Can existing policy and models of care delivery be altered to allow for Medicare coverage of time-limited trials of dialysis for terminally-ill ESKD patients?
Concerns exist regarding resource allocation and costs, but the RPA guidelines acknowledge that some patients with a non-kidney disease-related terminal illness may actually benefit from and choose to receive dialysis. Experts in this area have pointed to the need for Medicare to cover both hospice and dialysis benefits for elderly patients, negotiate with pharmaceutical companies to lower prices for medications used for symptom management, expand ESRD Seamless Care Organizations (ESCOs) to include non dialysis-dependent CKD, and incentivize home dialysis to reduce costs associated with hospitalization and transportation.

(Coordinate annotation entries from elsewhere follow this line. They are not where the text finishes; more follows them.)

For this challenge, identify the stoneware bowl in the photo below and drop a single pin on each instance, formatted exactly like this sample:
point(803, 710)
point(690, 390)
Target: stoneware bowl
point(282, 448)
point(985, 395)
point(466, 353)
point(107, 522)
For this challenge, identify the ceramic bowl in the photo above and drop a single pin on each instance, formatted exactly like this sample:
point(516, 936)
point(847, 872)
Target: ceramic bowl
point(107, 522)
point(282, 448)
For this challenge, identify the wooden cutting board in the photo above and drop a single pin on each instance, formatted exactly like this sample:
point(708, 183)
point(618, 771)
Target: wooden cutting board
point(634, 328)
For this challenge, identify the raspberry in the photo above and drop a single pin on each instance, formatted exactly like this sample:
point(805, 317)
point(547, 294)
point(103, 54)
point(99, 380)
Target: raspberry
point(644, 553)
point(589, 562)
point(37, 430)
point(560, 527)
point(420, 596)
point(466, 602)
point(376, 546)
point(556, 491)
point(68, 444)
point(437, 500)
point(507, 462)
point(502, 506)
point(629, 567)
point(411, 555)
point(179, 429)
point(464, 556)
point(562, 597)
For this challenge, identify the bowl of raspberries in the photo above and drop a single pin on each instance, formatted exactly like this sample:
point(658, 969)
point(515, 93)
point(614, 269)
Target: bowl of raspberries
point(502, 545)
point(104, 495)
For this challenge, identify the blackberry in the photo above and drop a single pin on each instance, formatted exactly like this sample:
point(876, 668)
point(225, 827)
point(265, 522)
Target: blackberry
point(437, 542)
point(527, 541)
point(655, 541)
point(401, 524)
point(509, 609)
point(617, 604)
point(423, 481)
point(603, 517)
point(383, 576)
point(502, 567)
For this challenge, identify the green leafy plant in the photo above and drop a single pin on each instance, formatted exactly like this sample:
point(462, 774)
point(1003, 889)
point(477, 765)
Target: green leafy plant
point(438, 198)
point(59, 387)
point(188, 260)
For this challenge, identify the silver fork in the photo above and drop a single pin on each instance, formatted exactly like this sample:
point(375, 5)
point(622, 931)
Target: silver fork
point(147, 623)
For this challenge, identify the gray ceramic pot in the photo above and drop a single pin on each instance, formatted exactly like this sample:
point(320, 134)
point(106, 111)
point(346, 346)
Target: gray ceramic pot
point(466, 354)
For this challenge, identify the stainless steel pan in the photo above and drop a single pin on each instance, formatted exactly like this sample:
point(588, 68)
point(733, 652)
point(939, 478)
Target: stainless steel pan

In Taiwan, national policies that pay for hospice care have decreased invasive procedures at the end of life, reduced medical costs, and increased overall hospice utilization for seriously ill patients with cancer. To uphold justice and strive for the equal distribution of resources among seriously ill patients with advanced kidney disease, advocating for changes to Medicare policy in the US may be the next step we need.